Netflix Sides With Blu-ray In HD Format War
In yet another coup for the burgeoning high-definition DVD format, online DVD rental service Netflix Monday said it will stock high-def movies exclusively in Blu-ray.
For Netflix, that means no more discs in HD DVD, the format spearheaded by Toshiba. Netflix has been stocking high-def movies in both formats since early 2006, but said in a statement that all of its new high-def movie purchases will be Blu-ray and that it will phase out HD DVD discs by the end of the year.
Netflix made its choice after watching several major studios side with Sony-backed Blu-ray. Warner Bros. Entertainment in January said it will put out high-def movies exclusively in Blu-ray, joining Metro-Goldwyn-Mayer Studios, Sony Pictures, Twentieth Century Fox and Walt Disney in the Blu-ray camp. Two major studios, Paramount Pictures and Universal Studios, have sided with HD DVD.

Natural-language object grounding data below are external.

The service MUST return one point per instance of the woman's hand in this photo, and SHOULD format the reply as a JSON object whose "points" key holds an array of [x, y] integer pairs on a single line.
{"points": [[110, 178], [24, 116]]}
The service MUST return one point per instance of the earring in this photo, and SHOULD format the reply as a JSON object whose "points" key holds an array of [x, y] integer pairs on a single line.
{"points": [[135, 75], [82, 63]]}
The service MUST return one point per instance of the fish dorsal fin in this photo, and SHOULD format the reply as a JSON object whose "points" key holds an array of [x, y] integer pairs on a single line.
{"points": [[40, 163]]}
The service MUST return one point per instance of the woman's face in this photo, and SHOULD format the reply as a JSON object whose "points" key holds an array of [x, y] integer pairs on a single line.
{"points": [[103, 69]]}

The rental service said that only a portion of its subscribers choose to receive high-def movies. To put it in perspective, Netflix says its library includes more than 90,000 DVD titles, with only 400 of those in Blu-ray.

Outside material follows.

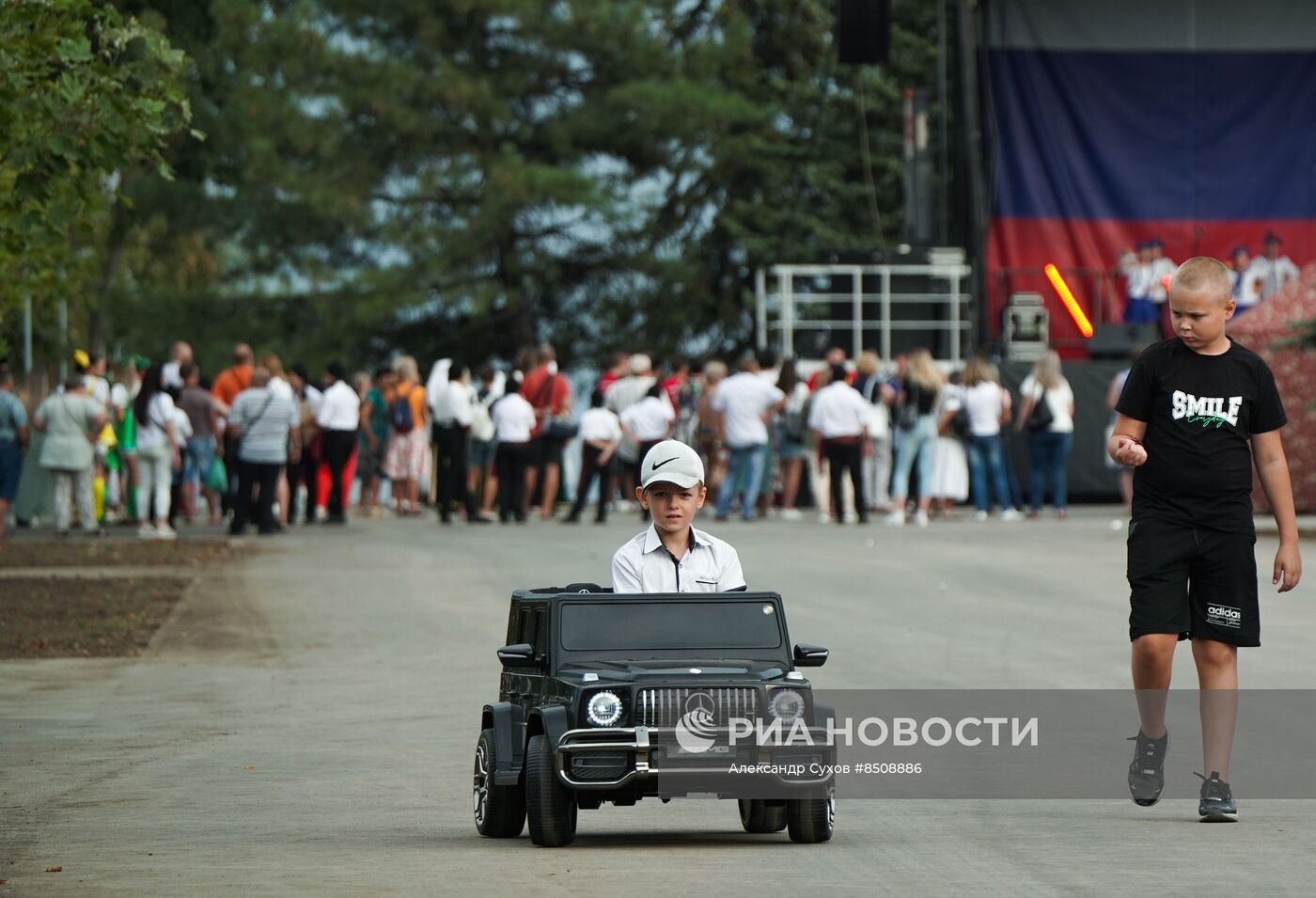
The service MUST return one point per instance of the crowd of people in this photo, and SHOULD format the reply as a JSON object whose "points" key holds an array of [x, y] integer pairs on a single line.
{"points": [[164, 444]]}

But that's hardly the point. The main reason for Netflix's decision seems to be its desire to get this format war over quickly so that people will start buying high-def gear. After all, what retailer (or DVD renter) wants to have to stock two HD versions and a standard-def version of every movie title?
"The prolonged period of competition between two formats has prevented clear communication to the consumer regarding the richness of the high-def experience versus standard definition," said Ted Sarandos, chief content officer for Netflix, in the statement. "We're now at the point where the industry can pursue the migration to a single format, bring clarity to the consumer and accelerate the adoption of high-def."
Some have already called this fight in Blu-ray's favor. One thing's for sure, it's come out swinging in 2008.